Un “segmento” che, allo stesso tempo, partecipa più attivamente al voto e ha i mezzi per influenzare le scelte politiche, creando così ancora più incentivi per quelle forze a rivolgersi principalmente ad esso. Ma anche un gruppo intrinsecamente minoritario.

Ironicamente, proprio quelle forze liberal-democratiche che si autodefiniscono moderne, giovani e per il cambiamento, e che bollano i contendenti, con imbarazzante sciatteria, come populisti e conservatori, sono sempre più identificate come i garanti delle categorie più protette e in generale dello status quo.

La regola del meno peggio

People watch centrist candidate and French President Emmanuel Macron durng his televised debate against far-right contender Marine Le Pen in La Plaine-Saint-Denis, outside Paris, Wednesday, April 20, 2022. In the climax of France's presidential campaign, centrist President Emmanuel Macron and far-right contender Marine Le Pen meet Wednesday evening in a one-on-one television debate that could prove decisive before Sunday's runoff vote. (Ludovic Marin, Pool via AP)

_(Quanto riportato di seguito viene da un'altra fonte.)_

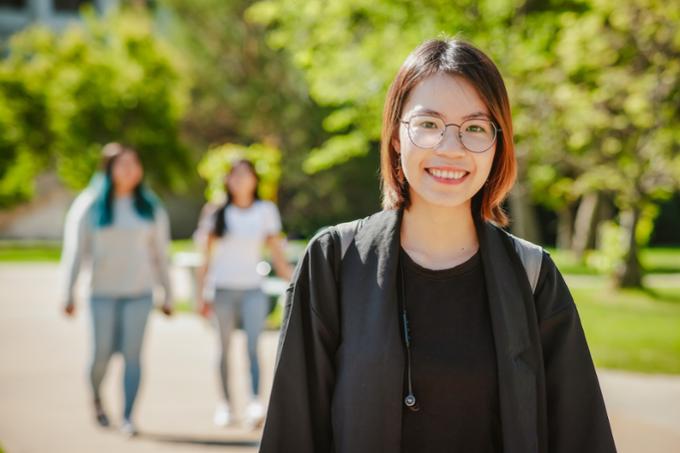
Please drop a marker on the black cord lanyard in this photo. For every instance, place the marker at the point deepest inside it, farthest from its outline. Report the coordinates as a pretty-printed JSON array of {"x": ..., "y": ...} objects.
[{"x": 410, "y": 399}]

La crescente percezione di un sistema economico e sociale sempre meno equo per la maggioranza della popolazione, e la progressiva trasformazione dei cittadini, da parte dei partiti, in segmenti di consumatori da convincere (o da ignorare), ha prodotto una crescente sfiducia non solo verso le forze politiche che piu’ si caratterizzano come espressione del sistema esistente, ma, più in generale, verso la democrazia rappresentativa nei paesi occidentali. 

Questa sfiducia potrebbe indebolire le motivazioni per andare a votare al ballottaggio, oppure spingere a votare contro il presidente in carica. Le tensioni sociali che hanno caratterizzato la presidenza negli ultimi cinque anni potrebbero anche indebolire gli appelli all’unità contro il pericolo dell’estrema destra antidemocratica che Le Pen rappresenta, un appello che nel 2017 ha avuto successo così come nel 2002 nei confronti di suo padre Jean-Marie. Dal punto di vista di Macron e dei suoi sostenitori, una minore partecipazione democratica potrebbe quindi essere preferibile. 

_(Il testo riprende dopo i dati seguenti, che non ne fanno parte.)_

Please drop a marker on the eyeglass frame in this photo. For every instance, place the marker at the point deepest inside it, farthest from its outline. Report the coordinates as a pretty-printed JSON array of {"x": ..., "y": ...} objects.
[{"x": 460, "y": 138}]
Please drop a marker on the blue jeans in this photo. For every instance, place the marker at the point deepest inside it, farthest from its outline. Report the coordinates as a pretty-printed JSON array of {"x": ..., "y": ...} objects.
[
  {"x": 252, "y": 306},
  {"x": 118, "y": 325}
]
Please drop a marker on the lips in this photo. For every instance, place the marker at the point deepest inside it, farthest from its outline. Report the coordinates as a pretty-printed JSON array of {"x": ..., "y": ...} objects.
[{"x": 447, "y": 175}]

I sondaggi al momento prevedono un risultato di 55 per cento contro 45 per cento per Macron (nel 2017 finì 65-35). Ma la percentuale di francesi che disapprova l'attività del presidente è da tempo maggiore di quella che lo appoggia.

Senza una riflessione più profonda sulle tendenze economiche e sociali in Francia e oltre, non è davvero chiaro quanto ancora a lungo possa essere credibile e appetibile l’argomento del “meno peggio” che pare il messaggio principale che le forze liberal-democratiche, in Francia e altrove, sono riuscite a lanciare negli ultimi anni.